ZipOutputStream

E

Erik

ZipOutputStream: if I put an uncompressed file named "mimetype" into
the zip and the content of the file is "application/html+zip", there
are 5 bytes between the filename and the content:

01 14 00 EB FF

Normally (in Winzip), uncompressed content immediately follows the
filename, shows WinZIP. What are those 5 bytes for and how can I do
things the WinZIP way ?
In other words, I want to get rid of those 5 bytes when building my
ZIP file.
Is there some setting for this in the class ?
 
E

Erik

Some additional info from WinZIP about the Java-generated zip file:


Central directory entry PK0102 (4+42): #1
======================================
part number in which file begins (0000): 1
relative offset of local header: 0 (0x00000000)
bytes
version made by operating system (00): MS-DOS, OS/2, NT
FAT
version made by zip software (20): 2.0
operat. system version needed to extract (00): MS-DOS, OS/2, NT
FAT
unzip software version needed to extract (20): 2.0
general purpose bit flag (0x0008) (bit 15..0): 0000.0000
0000.1000
file security status (bit 0): not encrypted
extended local header (bit 3): yes
compression method (08): deflated
compression sub-type (deflation): normal
file last modified on (0x00003c39 0x0000b52a): 2010-01-25
22:41:20
32-bit CRC value: 0x2cab616f
compressed size: 25 bytes <<====
uncompressed size: 20 bytes
length of filename: 8 characters
length of extra field: 0 bytes
length of file comment: 0 characters
internal file attributes: 0x0000
apparent file type: binary
external file attributes: 0x00000000
non-MSDOS external file attributes: 0x000000
MS-DOS file attributes (0x00): none
Current Location part 1 offset 1369563
filename:mimetype
 
E

Erik

problem solved.

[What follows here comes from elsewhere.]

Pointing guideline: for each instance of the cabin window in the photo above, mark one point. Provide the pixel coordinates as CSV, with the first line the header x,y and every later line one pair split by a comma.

This is how it must be done:

public void create(ArrayList<FileItem> list,String path, String
fileName) {

// Create a buffer for reading the files
byte[] buf = new byte[1024];
System.out.print("Create " + fileName + ": ");
try {

ZipOutputStream out = new ZipOutputStream(new
FileOutputStream(path + fileName));
out.setMethod(ZipOutputStream.DEFLATED); // file mimetype
must be uncompressed
out.setLevel(Deflater.DEFAULT_COMPRESSION);
// Compress the files
for (FileItem fi : list) {
String fn = fi.dir + fi.fileName;

FileInputStream in = new
FileInputStream(root.getPath() + "\\" + fn);

// Add ZIP entry to output stream.
ZipEntry z = new ZipEntry(fn);
if (fn.equals("mimetype")) {

z.setMethod(ZipOutputStream.STORED); // file
mimetype must be uncompressed
// These three MUST be set. However, I think they may be set to
anything...
z.setSize(20); // length of data
z.setCompressedSize(20);
z.setCrc(0x2cab616f);
}
else {
z.setMethod(ZipOutputStream.DEFLATED);
}

out.putNextEntry(z);

// Transfer bytes from the file to the ZIP file
int len;
while ((len = in.read(buf)) > 0) {
out.write(buf, 0, len);
}

// Complete the entry
out.closeEntry();
in.close();

}

// Complete the ZIP file
out.close();
System.out.println("OK.");
}
catch (IOException e) {
System.out.println(e.getMessage());
}
}
 
R

Roedy Green

ZipOutputStream: if I put an uncompressed file named "mimetype" into
the zip and the content of the file is "application/html+zip", there
are 5 bytes between the filename and the content:

ZIP format goes back to the DOS days. Originally file names were
ASCII. I suspect there is some kludge in effect for filenames with a
"weird" character like +, rather than simple UTF-8.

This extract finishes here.